The main goal of a technical writer is to convey an idea in a terse and concise way. A good technical writer need not be a Masters in English or Communications. All a technical writer needs is a clear understanding of the software/product/application and basic grammatical knowledge. We are here to make your technical writing job easier by presenting the 10 Commandments for Technical Writers.

1. Understand your Goal

Before you start writing, try to understand the goal of the technical document you are planning to write. Ask yourself “What you will write” and “Why are you writing it?” When you get the answer, start making the outline of the technical document.

2. Know your reader

The main purpose of a technical document is to serve its reader. So, it is very important to identify your reader. Remember that your reader is someone does not know about your product/application and this is the reason he/she is reading the document. Concentrate on the key ideas that the reader will look for in the document. Plan it accordingly.

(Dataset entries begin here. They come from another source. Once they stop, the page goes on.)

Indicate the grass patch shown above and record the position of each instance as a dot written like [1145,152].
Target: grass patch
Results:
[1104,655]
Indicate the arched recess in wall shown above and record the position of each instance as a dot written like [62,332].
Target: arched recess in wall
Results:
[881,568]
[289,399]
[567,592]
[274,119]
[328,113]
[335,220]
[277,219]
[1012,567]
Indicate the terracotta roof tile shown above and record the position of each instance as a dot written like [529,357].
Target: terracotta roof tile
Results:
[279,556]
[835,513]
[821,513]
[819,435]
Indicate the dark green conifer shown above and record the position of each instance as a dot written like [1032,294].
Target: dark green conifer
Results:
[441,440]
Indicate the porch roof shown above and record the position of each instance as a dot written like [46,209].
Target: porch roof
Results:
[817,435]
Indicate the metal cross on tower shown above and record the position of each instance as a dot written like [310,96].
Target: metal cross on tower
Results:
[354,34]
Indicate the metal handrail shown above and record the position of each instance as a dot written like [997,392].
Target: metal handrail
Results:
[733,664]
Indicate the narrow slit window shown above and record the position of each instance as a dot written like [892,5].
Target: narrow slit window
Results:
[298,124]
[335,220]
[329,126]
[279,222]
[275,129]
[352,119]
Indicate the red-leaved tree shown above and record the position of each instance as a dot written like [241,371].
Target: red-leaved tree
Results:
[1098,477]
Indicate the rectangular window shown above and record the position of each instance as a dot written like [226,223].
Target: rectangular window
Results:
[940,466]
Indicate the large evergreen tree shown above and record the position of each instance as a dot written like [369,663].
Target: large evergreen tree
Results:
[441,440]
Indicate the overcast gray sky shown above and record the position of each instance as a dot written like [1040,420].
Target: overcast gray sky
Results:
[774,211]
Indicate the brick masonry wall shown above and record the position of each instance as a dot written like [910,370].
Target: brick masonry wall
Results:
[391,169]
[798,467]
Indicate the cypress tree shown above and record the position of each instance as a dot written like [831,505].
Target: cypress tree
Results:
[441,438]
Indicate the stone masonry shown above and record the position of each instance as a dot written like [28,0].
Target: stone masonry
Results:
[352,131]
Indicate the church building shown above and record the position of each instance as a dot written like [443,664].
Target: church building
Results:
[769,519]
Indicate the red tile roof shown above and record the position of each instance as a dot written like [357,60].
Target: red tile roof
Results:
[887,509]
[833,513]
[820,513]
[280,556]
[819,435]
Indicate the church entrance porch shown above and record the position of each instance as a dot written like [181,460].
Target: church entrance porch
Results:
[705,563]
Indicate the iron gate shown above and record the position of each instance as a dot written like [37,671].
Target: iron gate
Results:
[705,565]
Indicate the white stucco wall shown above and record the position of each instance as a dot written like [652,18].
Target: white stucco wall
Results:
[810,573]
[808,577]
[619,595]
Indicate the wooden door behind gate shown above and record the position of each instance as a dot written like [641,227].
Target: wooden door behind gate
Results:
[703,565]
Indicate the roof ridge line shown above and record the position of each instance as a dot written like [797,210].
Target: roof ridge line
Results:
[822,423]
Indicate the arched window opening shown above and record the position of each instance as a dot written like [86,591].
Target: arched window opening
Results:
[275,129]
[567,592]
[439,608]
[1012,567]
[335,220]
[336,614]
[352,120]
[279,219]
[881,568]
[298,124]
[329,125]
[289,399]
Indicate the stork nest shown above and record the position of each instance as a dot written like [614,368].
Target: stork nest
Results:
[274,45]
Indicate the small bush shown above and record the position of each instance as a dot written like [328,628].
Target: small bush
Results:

3. Plan the flow of Information

Once you have planned the structure of the document, think about the flow. Decide which sections the document should contain and write a little outline of each section as well as its subsections. Plan it in such a way that your reader move from familiar information to new information. Moreover, never write the document in first person, use third person while narrating. Make your writing to the point. Delete anything that does not support your point.

4. Use a template

A good technical writing is done on a template. A template contains paragraph styles, layout for every page element such as headers, footers, headings, tables, paragraphs, steps, notes, precautionary messages, etc. It also contains every book element like front cover, title page, TOC, chapters, glossary, back cover, etc. Apart from all these, a document written on a template is easy for the reader to read and to edit it in future.

Templates are reusable. Design it once and use it when required. This will save time and money.

5. Add a nomenclature section

Always add a nomenclature section in the beginning of the document and use the said naming conventions consistently. It is always better to name a concept based on what it does. Apply this for the file-naming convention too. Always name figures or diagrams and give a good caption. This may contain multiple sentences which provide context and explanation. Moreover, do not use different terms for the same concept. You can use synonyms to distinguish concepts that are unrelated.

6. Use Tables, TOC, Glossary, x-refs and caption numbers

A good technical writer always summarize procedures in a table. Name the table and give a description for it. Include a glossary as the technical terms may confuse the reader. A glossary is useful in this case.

Make it a habit to create table of contents (TOC), cross-references (x-refs), and caption numbers electronically rather than typing them. Number all the equations in the document, even if there is only one equation in the document.

7. Be consistent

Always be consistent; be it in style, selection of words (British or American), numbering system, naming of concepts etc. Make it a point to refer each significant character (algorithm, concept, language) using the same word everywhere. Give a significant new character a proper name. Moreover, stick to one tense as it brings clarity and allows the reader to skim along.

8. Follow basic grammar rules

Put the concepts and all important terms in subjects. Then join each subject to a verb that expresses a significant action. Always prefer singular to plural number. To distinguish one-to-one relationships from n-to-m relationships, refer to each item in the singular.

Do not use passive voice. Use past tense when describing an experiment or some other action that occurred in the past.

9. Avoid acronyms and abbreviations

In technical writing, avoid acronyms and abbreviations. If you are using them, clarify the acronyms and abbreviations the very first time these are used.

10. Proofread

Do not forget to proofread the document you just created. You can ask one of the team members to read it aloud for you. Rewrite words/ phrases/sentences that you find confusing. Look at the style and the structure from the user’s point of view. Do a double spell-check, replace contractions and look for punctuation errors. Do not use jargon and colloquial English.